Officials from WAPA, Main Street Power and Morgan Stanley cut the ribbon Wednesday, dedicating St. Thomas's solar plant.The V.I. Water and Power Authority dedicated its 4.2-megawatt solar facility on St. Thomas Wednesday during an emotional ceremony held on the site in Estate Donoe.

WAPA employees came dressed in green, which Executive Director Hugo Hodge Jr. said symbolized the authority’s continuous efforts to put “green power” on the grid.

“What you see behind you is historical,” Hodge said during the event. “We are now one of the first Caribbean islands that can say we’re no longer 100 percent dependent on fuel oil.”

In the summer of 2013, WAPA celebrated the groundbreaking of its first 4-megawatt solar facility in St. Croix’s Estate Spanish Town. Ground was broken on the Estate Donoe facility in May. Hodge said Wednesday that plans are in place to put another 6-megawatts on the big island, along with another four on St. Thomas.

“It’s a big future we have planned for the territory in the renewable arena,” Hodge added.

In 2012, WAPA publicly signed power purchase agreements with Toshiba International Corp., Lanco Virgin Islands and Sun Edison LLC to provide a combined 18 megawatts of solar energy between the two districts. Main Street Power, in conjunction with Morgan Stanley, later took over the St. Thomas project, which put thousands of solar panels on 33 acres of land that many project facilitators, engineers and WAPA officials said Wednesday was “challenging” to build on.

Despite the rough terrain, however, many were excited Wednesday to celebrate the completion of a “safe build” that put a total 17,960 panels on the ground.

Wednesday’s ceremony was also a personal one for many WAPA employees, who Hodge said were coming off a weekend of hard work – involving the movement of additional propane storage tanks through the Sub Base area to a site above Krum Bay – and personal losses.

Hodge asked for a moment of silence during the ceremony in memory of Jama Rhymer, an employee within the Water Division, who died in a car accident over the weekend. Rhymer is the son of WAPA’s Chief Operating Officer Gregory Rhymer, who Hodge said was still out supervising the propane tank move while dealing with the loss.

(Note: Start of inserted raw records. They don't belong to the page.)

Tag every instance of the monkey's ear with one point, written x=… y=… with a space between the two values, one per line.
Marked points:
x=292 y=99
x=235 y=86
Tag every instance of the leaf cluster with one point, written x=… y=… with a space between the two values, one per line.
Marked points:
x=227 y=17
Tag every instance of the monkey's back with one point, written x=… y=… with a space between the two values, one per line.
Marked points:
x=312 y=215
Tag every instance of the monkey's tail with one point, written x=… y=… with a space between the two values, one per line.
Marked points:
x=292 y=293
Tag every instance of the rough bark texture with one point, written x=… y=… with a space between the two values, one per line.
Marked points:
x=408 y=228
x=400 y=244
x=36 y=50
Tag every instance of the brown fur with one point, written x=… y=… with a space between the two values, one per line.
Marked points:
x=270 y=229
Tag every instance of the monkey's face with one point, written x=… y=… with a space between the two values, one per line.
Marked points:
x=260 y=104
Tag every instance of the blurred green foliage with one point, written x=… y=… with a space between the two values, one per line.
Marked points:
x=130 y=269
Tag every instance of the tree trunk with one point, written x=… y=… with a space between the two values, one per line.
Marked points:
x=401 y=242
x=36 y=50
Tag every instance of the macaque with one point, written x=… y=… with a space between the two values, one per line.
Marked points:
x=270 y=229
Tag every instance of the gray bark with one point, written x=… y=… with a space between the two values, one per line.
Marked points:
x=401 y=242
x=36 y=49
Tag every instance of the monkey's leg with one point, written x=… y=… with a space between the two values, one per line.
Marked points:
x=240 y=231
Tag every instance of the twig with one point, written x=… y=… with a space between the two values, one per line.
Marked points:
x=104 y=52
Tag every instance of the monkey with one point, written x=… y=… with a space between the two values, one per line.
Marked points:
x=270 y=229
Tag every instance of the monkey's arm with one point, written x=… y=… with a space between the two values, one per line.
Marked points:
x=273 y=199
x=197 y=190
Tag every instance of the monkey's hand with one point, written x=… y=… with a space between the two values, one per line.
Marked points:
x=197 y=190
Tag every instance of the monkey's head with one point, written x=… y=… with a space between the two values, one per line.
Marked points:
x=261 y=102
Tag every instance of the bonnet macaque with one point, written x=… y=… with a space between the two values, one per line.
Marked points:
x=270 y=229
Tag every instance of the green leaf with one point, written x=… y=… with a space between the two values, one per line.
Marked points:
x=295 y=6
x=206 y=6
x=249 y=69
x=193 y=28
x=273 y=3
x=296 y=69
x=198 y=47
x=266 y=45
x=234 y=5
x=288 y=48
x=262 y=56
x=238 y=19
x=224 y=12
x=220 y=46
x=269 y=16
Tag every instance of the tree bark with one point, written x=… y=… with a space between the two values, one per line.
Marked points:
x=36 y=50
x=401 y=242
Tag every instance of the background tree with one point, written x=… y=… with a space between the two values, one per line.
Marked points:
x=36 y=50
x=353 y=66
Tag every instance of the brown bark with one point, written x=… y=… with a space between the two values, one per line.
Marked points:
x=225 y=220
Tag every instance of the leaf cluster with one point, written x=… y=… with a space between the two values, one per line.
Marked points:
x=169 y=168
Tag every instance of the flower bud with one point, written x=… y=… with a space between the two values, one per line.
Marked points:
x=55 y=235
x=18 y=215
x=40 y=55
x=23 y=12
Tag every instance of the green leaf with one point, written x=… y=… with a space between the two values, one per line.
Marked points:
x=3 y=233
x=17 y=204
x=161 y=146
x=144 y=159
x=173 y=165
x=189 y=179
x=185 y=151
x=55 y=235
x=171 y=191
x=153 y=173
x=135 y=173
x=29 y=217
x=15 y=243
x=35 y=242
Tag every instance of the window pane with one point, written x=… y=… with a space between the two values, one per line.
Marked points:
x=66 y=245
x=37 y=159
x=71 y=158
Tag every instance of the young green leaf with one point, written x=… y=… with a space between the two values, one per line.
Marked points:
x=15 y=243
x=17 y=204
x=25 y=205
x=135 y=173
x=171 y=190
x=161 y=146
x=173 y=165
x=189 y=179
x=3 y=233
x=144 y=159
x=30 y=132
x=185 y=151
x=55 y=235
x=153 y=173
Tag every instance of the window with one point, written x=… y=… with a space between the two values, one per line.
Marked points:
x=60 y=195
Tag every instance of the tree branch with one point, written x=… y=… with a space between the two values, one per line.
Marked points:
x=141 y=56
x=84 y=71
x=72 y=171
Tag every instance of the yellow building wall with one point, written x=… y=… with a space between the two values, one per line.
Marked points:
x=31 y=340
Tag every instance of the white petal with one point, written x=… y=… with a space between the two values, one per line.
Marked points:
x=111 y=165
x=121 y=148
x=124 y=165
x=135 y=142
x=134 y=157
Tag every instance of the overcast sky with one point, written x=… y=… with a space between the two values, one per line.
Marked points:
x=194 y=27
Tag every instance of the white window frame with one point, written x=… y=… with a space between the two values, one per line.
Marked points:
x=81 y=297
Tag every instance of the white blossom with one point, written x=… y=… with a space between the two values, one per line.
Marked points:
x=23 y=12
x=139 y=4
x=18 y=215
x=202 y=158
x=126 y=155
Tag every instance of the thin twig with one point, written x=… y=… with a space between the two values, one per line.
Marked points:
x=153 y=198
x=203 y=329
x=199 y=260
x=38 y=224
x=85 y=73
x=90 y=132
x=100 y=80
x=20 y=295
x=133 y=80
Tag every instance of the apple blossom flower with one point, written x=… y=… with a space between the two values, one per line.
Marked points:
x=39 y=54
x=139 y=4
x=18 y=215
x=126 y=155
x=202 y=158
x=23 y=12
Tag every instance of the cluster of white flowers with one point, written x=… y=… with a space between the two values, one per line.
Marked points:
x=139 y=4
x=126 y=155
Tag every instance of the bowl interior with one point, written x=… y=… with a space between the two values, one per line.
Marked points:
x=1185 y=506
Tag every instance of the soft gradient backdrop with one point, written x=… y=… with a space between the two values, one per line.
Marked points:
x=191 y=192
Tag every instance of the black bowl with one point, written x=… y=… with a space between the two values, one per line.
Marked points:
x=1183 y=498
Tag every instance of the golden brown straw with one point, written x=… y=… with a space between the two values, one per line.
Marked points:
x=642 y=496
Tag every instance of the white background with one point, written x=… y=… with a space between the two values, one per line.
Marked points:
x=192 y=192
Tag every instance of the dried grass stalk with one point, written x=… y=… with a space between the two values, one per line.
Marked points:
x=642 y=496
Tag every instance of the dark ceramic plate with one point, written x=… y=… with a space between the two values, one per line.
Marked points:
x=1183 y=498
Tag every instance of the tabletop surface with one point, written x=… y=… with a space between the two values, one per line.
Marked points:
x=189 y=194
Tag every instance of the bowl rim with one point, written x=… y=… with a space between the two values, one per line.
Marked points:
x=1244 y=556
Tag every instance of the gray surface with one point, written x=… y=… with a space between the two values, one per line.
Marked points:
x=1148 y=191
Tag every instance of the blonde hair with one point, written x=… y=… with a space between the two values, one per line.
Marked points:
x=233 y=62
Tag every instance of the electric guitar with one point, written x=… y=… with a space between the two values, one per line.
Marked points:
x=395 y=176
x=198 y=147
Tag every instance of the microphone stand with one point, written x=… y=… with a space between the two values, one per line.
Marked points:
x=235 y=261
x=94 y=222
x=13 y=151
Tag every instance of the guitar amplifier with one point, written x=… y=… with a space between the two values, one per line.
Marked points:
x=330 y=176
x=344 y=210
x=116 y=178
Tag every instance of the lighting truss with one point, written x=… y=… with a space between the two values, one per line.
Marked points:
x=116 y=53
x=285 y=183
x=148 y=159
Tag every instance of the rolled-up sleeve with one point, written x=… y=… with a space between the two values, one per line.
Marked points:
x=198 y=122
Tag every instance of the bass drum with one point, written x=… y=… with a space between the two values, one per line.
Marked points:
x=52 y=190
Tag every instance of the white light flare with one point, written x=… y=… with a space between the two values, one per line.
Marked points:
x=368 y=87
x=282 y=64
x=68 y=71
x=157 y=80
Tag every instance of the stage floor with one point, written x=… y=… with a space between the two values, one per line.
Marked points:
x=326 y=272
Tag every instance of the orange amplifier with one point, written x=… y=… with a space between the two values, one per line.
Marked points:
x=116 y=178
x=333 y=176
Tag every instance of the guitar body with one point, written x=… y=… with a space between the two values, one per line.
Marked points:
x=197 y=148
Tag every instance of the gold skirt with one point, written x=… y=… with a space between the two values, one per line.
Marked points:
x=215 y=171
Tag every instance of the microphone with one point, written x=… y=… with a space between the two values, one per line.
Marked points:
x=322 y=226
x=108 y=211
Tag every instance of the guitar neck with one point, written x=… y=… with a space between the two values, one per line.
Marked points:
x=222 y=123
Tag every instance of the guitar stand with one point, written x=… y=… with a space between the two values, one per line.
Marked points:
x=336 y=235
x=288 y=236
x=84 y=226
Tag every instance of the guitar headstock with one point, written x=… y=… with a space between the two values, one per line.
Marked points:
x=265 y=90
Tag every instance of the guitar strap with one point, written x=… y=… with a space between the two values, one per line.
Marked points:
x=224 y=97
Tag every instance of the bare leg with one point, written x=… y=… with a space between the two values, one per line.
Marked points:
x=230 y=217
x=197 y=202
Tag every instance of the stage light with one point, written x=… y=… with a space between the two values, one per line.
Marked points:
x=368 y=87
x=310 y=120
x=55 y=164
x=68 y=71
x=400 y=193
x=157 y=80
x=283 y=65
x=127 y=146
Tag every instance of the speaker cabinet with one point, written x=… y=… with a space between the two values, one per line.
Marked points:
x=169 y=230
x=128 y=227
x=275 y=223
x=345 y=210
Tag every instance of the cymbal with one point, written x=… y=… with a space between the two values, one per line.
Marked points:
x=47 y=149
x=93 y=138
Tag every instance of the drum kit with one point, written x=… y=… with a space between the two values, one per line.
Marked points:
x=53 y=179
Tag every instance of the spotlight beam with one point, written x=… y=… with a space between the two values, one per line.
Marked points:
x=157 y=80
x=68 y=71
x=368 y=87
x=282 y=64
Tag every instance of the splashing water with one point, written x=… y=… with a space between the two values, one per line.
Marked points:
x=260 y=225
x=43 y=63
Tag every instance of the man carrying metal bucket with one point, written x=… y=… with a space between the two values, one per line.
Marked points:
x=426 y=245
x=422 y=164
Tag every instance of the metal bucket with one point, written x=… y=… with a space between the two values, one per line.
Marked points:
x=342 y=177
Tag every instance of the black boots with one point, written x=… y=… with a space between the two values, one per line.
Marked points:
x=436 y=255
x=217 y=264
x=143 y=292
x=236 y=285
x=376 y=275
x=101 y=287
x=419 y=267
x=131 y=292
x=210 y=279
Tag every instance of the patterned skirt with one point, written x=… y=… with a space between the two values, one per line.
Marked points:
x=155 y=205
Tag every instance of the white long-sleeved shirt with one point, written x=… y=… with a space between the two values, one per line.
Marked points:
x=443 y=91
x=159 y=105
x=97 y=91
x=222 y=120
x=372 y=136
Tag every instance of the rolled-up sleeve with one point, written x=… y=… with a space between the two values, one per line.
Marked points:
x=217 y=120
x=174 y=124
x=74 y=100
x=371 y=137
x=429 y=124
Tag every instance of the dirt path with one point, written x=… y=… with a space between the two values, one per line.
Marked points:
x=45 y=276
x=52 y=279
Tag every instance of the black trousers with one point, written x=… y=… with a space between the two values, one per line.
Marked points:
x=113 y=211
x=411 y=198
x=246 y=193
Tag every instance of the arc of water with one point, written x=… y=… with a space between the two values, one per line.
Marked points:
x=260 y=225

“We have a lot of pain in the family,” Hodge said Wednesday, as he spoke about another employee who lost her daughter but came to work the next day to “serve the people of the Virgin Islands.”

“I don’t know that the public understands the dedication of our employees,” Hodge said, turning to authority staff sitting in the audience. “But to all of you in green, I love you, from the bottom of my heart.”